Et chaque année, une lettre arrive pour réclamer un impôt sur un bien dont l’acquisition a déjà été lourdement taxée : à Bruxelles, les droits d’enregistrement s’élèvent normalement à 12,5 % du prix d’achat, même si des abattements existent pour l’habitation propre. Dans notre pays, le précompte est calculé à partir du revenu cadastral indexé. Et ce revenu cadastral repose toujours sur une valeur locative de référence remontant au… 1er janvier 1975. À cette base viennent ensuite s’ajouter notamment les centimes additionnels décidés par les pouvoirs locaux.
À Bruxelles, les chiffres donnent une idée de l’importance prise par cet impôt. En 2025, la Région bruxelloise a perçu 1,252 milliard d’euros de précompte immobilier. Sur ce montant, 933,3 millions d’euros ont été reversés aux 19 communes. Près de trois quarts de la recette. Le précompte immobilier est devenu une source de financement extrêmement importante pour les communes. Et ce n’est pas sans poser de problème justement, car pour certains politiques (PTB en tête) un propriétaire est un contribuable particulièrement facile à taxer. Sa maison ne peut pas déménager. Son appartement ne peut pas changer de commune parce que la fiscalité devient trop lourde. La brique est là, visible, identifiable et taxable. Et pour une certaine gauche, celui qui possède doit forcément pouvoir payer davantage.
3 mois de loyer
Payer des taxes est légitime. Mais certaines situations laissent perplexe, comme celle de propriétaires bailleurs, pour qui le précompte immobilier représente aujourd’hui plus de trois mois de loyers (source Syndicat national des propriétaires et copropriétaires). Cela signifie que sur douze mois de loyers perçus, les loyers de janvier, février et mars peuvent pratiquement servir uniquement à payer le précompte immobilier. Et cela avant même de parler des travaux, de l’assurance, des charges de copropriété, de l’entretien du bâtiment, d’une éventuelle période sans locataire ou du remboursement du crédit.
Bien sûr que les communes ont besoin de recettes. Bien sûr qu’il faut financer la propreté, la sécurité, les écoles, les crèches et tous les services que les citoyens attendent. Mais une bonne gestion publique ne consiste pas uniquement à chercher quelle taxe on peut encore augmenter. Elle consiste aussi à établir des priorités, à regarder chaque dépense, à simplifier ce qui peut l’être et à accepter parfois de faire des choix.
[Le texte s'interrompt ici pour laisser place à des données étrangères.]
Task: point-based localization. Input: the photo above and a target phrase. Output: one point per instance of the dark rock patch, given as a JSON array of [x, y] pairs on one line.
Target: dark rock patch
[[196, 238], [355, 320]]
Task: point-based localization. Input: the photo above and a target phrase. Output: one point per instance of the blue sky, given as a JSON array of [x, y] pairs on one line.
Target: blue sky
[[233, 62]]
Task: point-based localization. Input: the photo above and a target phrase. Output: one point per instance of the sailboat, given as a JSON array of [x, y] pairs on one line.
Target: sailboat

Et c’est d’ailleurs exactement ce que disait Jérôme de Warzée.
Le problème des taxes qui augmentent sans fin est triple : certains propriétaires vendront, d’autres n’investiront plus et d’autres chercheront, quand ils le peuvent, à intégrer ces coûts supplémentaires dans les loyers, ce qui tendra encore davantage le marché. Car si l’appartement ne peut pas partir, le capital qui aurait pu financer le prochain appartement, lui, peut être investi ailleurs. Et le véritable ennemi du locataire n’est pas le propriétaire : c’est la rareté. Plus l’offre diminue, moins le locataire a de choix et plus les loyers sont sous pression.
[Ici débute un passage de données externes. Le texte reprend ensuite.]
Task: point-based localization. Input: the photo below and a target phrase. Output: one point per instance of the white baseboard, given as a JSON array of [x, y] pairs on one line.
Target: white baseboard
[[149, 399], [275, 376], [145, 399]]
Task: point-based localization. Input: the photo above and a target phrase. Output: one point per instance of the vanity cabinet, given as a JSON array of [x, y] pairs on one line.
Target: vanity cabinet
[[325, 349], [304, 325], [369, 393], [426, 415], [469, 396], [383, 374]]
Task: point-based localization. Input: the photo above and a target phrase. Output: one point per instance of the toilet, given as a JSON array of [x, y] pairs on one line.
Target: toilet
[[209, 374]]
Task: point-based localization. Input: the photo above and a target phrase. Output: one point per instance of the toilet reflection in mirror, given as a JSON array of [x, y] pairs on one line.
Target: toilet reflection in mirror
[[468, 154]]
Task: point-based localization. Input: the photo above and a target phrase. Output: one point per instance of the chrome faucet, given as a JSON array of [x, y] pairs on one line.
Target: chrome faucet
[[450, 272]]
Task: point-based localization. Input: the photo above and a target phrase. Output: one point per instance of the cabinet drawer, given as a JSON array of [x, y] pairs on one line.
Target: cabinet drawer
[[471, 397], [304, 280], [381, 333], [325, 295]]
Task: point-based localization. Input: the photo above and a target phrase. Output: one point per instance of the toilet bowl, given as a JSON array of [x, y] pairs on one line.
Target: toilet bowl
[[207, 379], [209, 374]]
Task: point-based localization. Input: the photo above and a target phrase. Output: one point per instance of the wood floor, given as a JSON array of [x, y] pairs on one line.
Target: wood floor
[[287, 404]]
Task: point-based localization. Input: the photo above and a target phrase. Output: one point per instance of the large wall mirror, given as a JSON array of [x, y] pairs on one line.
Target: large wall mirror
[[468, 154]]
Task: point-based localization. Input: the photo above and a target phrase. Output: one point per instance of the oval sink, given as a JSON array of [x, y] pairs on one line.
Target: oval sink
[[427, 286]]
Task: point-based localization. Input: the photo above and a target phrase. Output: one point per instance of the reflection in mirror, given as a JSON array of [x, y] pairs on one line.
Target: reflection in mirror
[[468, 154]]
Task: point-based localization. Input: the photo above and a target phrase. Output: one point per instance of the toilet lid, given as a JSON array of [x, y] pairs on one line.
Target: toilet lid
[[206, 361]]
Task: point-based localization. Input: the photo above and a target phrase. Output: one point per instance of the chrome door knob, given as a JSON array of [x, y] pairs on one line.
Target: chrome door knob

La question est simple : est-il encore raisonnable de considérer la propriété immobilière comme une source fiscale dans laquelle les pouvoirs publics peuvent continuellement puiser ?
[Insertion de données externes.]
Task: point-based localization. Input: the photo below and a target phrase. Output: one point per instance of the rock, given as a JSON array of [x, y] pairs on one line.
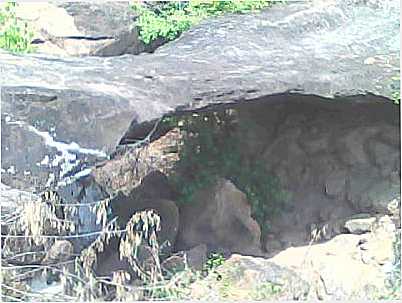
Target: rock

Une fiscalité cohérente devrait au contraire encourager ce que nous voulons voir augmenter : la création de logements, la rénovation lourde et la remise sur le marché des biens durablement vacants. Taxons moins ceux qui développent l’offre et davantage la rareté volontairement organisée.
Avoir travaillé, épargné et investi dans un logement ne devrait certainement pas faire de vous le contribuable que l’on taxe en premier chaque fois qu’un budget public ne ferme plus.